Por: Dilmar Ortiz Joya / Se ha hecho de la protesta social un mecanismo que se considera idóneo para reclamar de los gobernantes la ejecución de los programas de gobierno que convencieron al electorado a dar el “voto” y por ende a exigirles su cumplimiento inmediato.
Lo comento porque hemos sido testigos de las diferentes marchas realizadas a lo largo y ancho de nuestro país en estas semanas, exigiéndose con causa, por estudiantes, profesores y directivos de las universidades, mayores recursos presupuestales para la educación pública a fin de lograr su sostenimiento y funcionamiento perenne.
Pero cabe preguntarse: ¿Cuántos estudiantes de los que marchan lo hacen bajo ese convencimiento del reclamo justo ante las autoridades gubernamentales? ¿Cuántos de ellos solamente quieren utilizar el medio para sacar el “monstruo de la ira y el odio” que habita en su interior para dañar bienes públicos y privados y atentar contra la fuerza pública del Estado? ¿Cuántos de esos discentes no tienen como fin el graduarse con excelencia académica, sino que tienen a la “U” como sitio de encuentro para realizar toda clase de desmanes en contra de la misma institución formadora?
Me pregunto: ¿Qué reclaman los profesores cuando algunos de ellos no atienden sus labores académicas con carácter en la formación de sus educandos, sino que, por el contrario, se alían para acabar con el alma mater? ¿Cuántos de los docentes que marchan no cumplen con su rol de formadores y forjadores de esperanzas con sus estudiantes? ¿Cuántos directivos de las universidades públicas hacen del centro educativo un fortín político en donde campea la corrupción en la contratación, la designación de personal y el incremento patrimonial no justificado de sus cuentas bancarias? ¿Cuántos rectores de universidades maltratan a su personal imponiendo su ego y prepotencia vulnerando la dignidad humana?, y finalmente, ¿Cuántos no piensan que como todo lo público es de todos, también lo es de nadie?
Si bien es cierto se necesita el fortalecimiento institucional de la educación pública, se debe exigir también el cumplimiento efectivo de las obligaciones que se asumen en calidad de directivos, docentes y estudiantes para que existan los pesos y contra pesos bajo parámetros de equidad y de justicia.

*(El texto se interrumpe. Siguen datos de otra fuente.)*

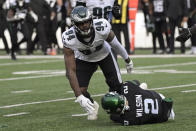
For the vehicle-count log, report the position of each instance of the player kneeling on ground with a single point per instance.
(136, 106)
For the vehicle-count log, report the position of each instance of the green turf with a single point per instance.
(56, 116)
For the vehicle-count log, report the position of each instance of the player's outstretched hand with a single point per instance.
(185, 34)
(86, 104)
(129, 67)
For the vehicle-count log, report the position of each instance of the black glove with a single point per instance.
(185, 34)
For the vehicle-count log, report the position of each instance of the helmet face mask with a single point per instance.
(113, 103)
(82, 21)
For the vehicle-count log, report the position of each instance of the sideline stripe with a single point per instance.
(17, 114)
(188, 91)
(73, 98)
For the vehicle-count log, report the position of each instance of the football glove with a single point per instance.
(129, 67)
(86, 104)
(116, 11)
(184, 35)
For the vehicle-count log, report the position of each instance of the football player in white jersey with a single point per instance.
(85, 49)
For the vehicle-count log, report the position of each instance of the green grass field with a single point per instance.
(36, 96)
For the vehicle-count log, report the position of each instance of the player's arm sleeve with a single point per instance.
(116, 46)
(81, 3)
(116, 10)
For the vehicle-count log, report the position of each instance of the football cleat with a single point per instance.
(93, 116)
(172, 114)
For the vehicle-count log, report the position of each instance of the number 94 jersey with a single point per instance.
(145, 106)
(97, 49)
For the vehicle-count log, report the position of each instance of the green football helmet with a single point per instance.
(113, 103)
(80, 15)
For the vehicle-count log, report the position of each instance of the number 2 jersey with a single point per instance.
(95, 50)
(145, 106)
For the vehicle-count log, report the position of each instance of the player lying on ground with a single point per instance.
(136, 106)
(186, 33)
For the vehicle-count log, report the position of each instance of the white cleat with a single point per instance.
(93, 116)
(172, 114)
(144, 86)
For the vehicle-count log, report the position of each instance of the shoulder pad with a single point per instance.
(102, 26)
(68, 37)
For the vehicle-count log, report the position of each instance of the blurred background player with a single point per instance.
(191, 5)
(85, 49)
(177, 13)
(136, 106)
(157, 10)
(19, 17)
(3, 25)
(187, 33)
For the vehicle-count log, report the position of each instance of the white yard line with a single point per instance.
(27, 63)
(16, 114)
(188, 91)
(40, 102)
(132, 56)
(85, 114)
(24, 91)
(73, 98)
(171, 87)
(30, 77)
(142, 67)
(166, 65)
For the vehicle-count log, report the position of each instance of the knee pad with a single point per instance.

Ahora bien, de otra parte conviene decir que en la formación integral de un buen ciudadano, más que un buen profesional en los colegios y universidades, ésta debe girar simple y llanamente en el repaso de elementales normas de comportamientos que son a su vez aplicación de la lógica puesta en práctica, permitiendo de esta manera la auto regulación personal sin necesidad de un control jurídico normativo que haga entender, por imperio de la ley, la forma como se debe obrar en las más elementales relaciones interpersonales, exigiéndose a su vez comportamientos que en otras partes del mundo son reglas esenciales de convivencia.
Situaciones como la regulación de no sacar la basura en los horarios no establecidos, el de abandonar escombros en sitios públicos o privados, perturbar la tranquilidad a través de las emisiones de ruido de toda clase, el de hacer disparos al aire, el de realizar reuniones, marchas y desfiles portando elementos peligrosos o que dañen los bienes de terceros, el de indicar a través de letreros el “no pisar el prado”; son hechos que deberían simplemente no hacerse en aplicación sencilla a las más mínimas reglas de convivencia y de entendimiento.
Luego el problema no está en la falta de recursos económicos para que las universidades públicas funcionen, sino que se requiere, amén de la formación profesional, un cambio de mentalidad frente a los conceptos de convivencia, respeto, disciplina y educación para poder generar a futuro una culturización de los estudiantes que haga de las ciudades y de nuestro país un sitio digno de convivencia y de respeto.